The Greatest Black Hawk: An epic journey recounted

Great Black Hawk by John Harrison

Black hawks are hefty, Buteo-like hawks not too distantly related to the widespread and familiar Red-tailed Hawk (Buteo jamaicensis). There are several species, but most common are the Common Black Hawk (Buteogallus anthracinus) that sparingly nests in the extreme southern portions of the southwestern U.S. south to northern South America, and the Great Black Hawk (Buteogallus urubitinga) that primarily breeds from coastal Mexico south through tropical South America. Both species feed on a variety of creatures including reptiles, amphibians, crayfish, crabs, small mammals, and occasionally even birds.  Both black hawks are relatively sedentary and neither species is a long-distance migrant.

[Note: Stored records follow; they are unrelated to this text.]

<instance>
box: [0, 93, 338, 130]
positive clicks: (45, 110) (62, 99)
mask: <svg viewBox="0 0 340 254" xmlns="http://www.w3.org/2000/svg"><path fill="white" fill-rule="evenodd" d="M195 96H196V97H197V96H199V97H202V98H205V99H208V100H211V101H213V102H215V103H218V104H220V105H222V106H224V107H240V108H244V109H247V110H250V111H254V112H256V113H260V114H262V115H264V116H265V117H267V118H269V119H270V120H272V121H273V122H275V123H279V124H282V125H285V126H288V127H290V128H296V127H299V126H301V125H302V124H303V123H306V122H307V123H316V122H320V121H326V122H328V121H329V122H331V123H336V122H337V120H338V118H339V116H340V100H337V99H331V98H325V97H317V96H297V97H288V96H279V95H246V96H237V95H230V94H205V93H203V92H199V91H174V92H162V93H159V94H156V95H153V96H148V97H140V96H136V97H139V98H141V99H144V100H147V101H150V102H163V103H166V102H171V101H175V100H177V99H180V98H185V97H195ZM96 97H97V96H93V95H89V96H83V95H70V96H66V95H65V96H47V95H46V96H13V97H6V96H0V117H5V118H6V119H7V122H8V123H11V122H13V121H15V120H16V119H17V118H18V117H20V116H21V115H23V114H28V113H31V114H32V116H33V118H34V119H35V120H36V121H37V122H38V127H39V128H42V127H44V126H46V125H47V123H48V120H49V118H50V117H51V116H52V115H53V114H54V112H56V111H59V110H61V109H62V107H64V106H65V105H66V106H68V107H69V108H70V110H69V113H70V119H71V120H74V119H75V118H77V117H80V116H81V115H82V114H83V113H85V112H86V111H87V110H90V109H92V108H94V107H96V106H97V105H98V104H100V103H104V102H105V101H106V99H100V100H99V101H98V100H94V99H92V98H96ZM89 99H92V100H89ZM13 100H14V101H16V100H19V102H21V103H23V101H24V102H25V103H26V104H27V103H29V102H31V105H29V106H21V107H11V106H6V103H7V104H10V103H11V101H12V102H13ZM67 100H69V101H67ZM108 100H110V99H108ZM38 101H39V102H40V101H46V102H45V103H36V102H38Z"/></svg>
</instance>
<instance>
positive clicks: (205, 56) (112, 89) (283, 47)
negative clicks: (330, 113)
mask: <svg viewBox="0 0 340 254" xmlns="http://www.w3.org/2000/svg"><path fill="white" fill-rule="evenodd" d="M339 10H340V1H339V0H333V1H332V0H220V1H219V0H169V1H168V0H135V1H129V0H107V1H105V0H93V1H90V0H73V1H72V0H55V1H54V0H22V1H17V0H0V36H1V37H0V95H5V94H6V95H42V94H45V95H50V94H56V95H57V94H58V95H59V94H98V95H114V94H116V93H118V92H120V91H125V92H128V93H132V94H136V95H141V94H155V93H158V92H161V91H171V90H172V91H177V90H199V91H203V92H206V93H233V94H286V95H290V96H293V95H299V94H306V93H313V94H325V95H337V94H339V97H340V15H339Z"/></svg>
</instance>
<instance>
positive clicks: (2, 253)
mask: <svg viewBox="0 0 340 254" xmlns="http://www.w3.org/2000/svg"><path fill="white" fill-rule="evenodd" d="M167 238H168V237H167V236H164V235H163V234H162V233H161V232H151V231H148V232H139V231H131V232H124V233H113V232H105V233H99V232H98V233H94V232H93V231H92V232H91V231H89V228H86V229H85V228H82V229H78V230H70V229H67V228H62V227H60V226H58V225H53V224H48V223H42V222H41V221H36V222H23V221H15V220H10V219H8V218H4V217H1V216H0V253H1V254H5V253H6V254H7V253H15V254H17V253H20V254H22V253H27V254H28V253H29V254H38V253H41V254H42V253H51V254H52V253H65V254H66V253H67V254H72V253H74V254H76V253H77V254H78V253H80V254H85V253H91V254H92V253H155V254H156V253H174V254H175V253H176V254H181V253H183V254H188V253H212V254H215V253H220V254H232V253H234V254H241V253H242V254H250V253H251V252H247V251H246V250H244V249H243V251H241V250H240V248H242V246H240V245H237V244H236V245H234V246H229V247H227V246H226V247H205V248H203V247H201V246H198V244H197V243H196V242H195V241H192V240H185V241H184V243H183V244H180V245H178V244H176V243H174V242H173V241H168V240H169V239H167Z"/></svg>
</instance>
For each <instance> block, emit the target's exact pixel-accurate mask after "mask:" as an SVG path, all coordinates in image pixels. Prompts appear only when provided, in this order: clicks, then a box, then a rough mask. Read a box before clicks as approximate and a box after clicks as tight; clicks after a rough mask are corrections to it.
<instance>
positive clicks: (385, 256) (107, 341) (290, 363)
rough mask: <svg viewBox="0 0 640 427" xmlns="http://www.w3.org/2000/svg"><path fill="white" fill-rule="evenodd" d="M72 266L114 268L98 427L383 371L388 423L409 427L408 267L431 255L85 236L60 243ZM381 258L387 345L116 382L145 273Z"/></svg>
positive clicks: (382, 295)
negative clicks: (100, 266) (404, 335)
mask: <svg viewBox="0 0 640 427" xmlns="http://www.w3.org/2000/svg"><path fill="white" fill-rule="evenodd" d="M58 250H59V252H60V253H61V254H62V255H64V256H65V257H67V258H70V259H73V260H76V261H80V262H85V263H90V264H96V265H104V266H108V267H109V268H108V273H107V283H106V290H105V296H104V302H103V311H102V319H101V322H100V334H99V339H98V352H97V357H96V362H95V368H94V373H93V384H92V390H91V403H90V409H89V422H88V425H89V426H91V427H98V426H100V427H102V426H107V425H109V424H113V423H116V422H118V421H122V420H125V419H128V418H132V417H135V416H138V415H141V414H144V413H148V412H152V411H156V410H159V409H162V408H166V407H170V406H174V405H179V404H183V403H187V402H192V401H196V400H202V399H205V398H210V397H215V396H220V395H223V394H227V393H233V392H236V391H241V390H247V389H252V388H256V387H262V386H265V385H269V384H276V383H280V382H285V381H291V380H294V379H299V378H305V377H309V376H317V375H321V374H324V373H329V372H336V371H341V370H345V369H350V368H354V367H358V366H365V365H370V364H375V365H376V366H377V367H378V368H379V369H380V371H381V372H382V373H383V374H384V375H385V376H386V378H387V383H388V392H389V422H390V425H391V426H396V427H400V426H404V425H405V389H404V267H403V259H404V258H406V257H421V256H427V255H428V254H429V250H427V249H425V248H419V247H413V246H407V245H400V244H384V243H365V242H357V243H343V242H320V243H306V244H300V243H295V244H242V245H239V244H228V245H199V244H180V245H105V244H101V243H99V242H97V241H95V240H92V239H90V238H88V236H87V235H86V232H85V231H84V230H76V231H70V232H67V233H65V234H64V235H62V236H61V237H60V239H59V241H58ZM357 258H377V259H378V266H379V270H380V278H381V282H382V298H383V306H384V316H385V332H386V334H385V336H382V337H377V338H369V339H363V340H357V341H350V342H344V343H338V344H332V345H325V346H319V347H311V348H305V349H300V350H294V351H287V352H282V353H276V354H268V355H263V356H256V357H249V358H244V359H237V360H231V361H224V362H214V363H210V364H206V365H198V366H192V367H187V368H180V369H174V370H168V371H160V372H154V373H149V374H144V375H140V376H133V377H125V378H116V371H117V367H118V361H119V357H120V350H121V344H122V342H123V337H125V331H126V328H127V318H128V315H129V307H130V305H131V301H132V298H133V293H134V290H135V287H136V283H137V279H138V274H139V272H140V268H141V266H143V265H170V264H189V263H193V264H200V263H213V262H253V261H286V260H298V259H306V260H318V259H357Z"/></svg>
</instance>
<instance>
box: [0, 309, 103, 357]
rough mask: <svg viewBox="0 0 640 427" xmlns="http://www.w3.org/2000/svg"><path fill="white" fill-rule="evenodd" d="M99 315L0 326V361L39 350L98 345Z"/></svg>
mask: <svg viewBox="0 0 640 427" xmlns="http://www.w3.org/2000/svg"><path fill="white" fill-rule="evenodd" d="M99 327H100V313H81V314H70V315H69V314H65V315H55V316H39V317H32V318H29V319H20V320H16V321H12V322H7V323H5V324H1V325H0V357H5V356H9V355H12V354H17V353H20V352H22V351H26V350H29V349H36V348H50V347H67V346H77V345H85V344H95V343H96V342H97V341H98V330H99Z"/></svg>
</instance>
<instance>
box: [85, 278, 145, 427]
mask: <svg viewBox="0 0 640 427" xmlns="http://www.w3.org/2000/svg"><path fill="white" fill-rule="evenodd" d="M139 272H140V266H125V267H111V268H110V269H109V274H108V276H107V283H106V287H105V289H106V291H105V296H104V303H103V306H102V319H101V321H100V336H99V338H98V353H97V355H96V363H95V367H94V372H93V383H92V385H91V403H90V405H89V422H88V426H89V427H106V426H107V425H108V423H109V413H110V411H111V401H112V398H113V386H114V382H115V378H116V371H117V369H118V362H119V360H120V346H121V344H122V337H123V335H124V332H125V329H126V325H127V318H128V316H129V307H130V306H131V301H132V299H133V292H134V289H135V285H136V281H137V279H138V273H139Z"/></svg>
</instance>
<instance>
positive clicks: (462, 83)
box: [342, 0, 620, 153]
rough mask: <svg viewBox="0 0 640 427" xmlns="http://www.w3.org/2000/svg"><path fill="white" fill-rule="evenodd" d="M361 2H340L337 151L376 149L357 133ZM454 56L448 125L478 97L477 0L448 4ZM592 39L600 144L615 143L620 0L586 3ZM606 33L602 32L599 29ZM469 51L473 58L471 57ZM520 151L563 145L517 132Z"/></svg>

With this information in mind, it understandably came as a mind-blowing surprise to several ecstatic birders who saw and definitively photographed for 20 minutes a juvenile Great Black Hawk on South Padre Island on the coast of Texas, April 24, 2018.  But this is only the beginning of a saga! 

Fast forward to August 6 in Biddeford, ME, where the same individual Great Black Hawk was again definitively photographed and the images were matched exactly to the April sighting in Texas.  The hawk lingered in Biddeford until August 9 before once again disappearing, this time until October 29, when it showed up in Portland, ME! Only this time the elusive tropical raptor only stayed under cover until November 28 when it appeared in a different part of the city only two miles away.

Virtually as I write, this itinerant tropical raptor is still present in the vicinity of Deering Oaks Park, just west of downtown Portland where it has become headline news and is happily feeding on the plethora of gray squirrels inhabiting the urban park.  What will be its ultimate fate when the snow flies and the inevitable cold becomes extreme may never be known….but for now, this has to be the Greatest Black Hawk of them all!